A civics curriculum should praise the virtues of populist revolt. The iconic figure should be William Jennings Bryan, both preacher and rebel, who thundered, “You shall not press down upon the brow of labor this crown of thorns; you shall not crucify mankind upon a cross of gold.” The civics curriculum should explore how the Populists discomfited both the Jim Crow Democrats and the Wall Street Republicans—and how, if temporarily defeated, most of the measures they advocated eventually became law. A civics curriculum should mention both the successes of populist revolt and how populist revolts can go astray, and evaluate the contributions of the recurrent icons of populist revolt, including Huey Long, Ross Perot, and Donald Trump.

A civics curriculum should give due weight to the power of moral crusade in American history. A whole slew of figures should be placed within this tradition of moral crusade— William Lloyd Garrison and John Brown, Anthony Comstock and Charles Parkhurst, Carrie Nation and Woodrow Wilson, Alice Paul and Jerry Falwell. A civics curriculum should evaluate the positive and negative contributions of these crusades, inspire students to crusade—and warn them to be wary of crusaders.

A civics curriculum should praise the virtues of moderation in the exercise of national interest.
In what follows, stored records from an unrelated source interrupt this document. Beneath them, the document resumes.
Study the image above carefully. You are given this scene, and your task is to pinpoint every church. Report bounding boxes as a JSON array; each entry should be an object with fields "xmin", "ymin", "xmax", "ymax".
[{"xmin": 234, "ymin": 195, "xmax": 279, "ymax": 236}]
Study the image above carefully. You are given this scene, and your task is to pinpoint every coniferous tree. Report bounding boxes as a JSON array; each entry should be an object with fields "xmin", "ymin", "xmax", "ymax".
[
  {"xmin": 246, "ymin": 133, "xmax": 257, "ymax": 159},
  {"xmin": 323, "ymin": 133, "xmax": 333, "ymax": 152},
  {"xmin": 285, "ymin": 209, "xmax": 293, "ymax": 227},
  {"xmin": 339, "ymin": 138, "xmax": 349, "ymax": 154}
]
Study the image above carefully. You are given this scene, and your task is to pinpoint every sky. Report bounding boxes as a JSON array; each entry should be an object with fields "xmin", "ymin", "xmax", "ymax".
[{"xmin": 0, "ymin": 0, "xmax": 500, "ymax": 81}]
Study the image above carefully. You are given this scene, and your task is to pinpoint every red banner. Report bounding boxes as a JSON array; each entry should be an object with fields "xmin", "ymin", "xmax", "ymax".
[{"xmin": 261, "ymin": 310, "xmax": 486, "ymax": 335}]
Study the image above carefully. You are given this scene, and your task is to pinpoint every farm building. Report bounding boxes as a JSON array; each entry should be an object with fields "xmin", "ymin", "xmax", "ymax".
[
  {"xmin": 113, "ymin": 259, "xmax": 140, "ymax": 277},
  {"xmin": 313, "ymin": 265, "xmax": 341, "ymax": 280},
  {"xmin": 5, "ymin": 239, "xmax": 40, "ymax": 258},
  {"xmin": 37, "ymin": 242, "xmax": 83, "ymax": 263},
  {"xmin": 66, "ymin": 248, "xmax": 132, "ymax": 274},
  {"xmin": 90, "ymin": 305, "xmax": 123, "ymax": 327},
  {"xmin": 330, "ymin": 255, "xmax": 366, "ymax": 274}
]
The iconic figure should be Dwight Eisenhower, who practiced moderation both as military commander of our European armies during World War II and as president at home—the great compromiser who made his peace with the New Deal but prevented its further expansion, whose appointees Earl Marshall and Herbert Brownell carefully forwarded the cause of civil rights, and who presided over the apogee of American prosperity.

Such a civics curriculum should be taught in history and literature classes as well as civics classes. There are limited numbers of classroom hours. By shorthand, however, we should say that a civics curriculum should teach together Washington and Jackson, Lincoln and Bryan, Eisenhower and King—the love of liberty, republic and nation; the populist radicalism and the smooth moderation; the crusading heart and the commitment to natural law. Together they articulate the civic virtues that have made America.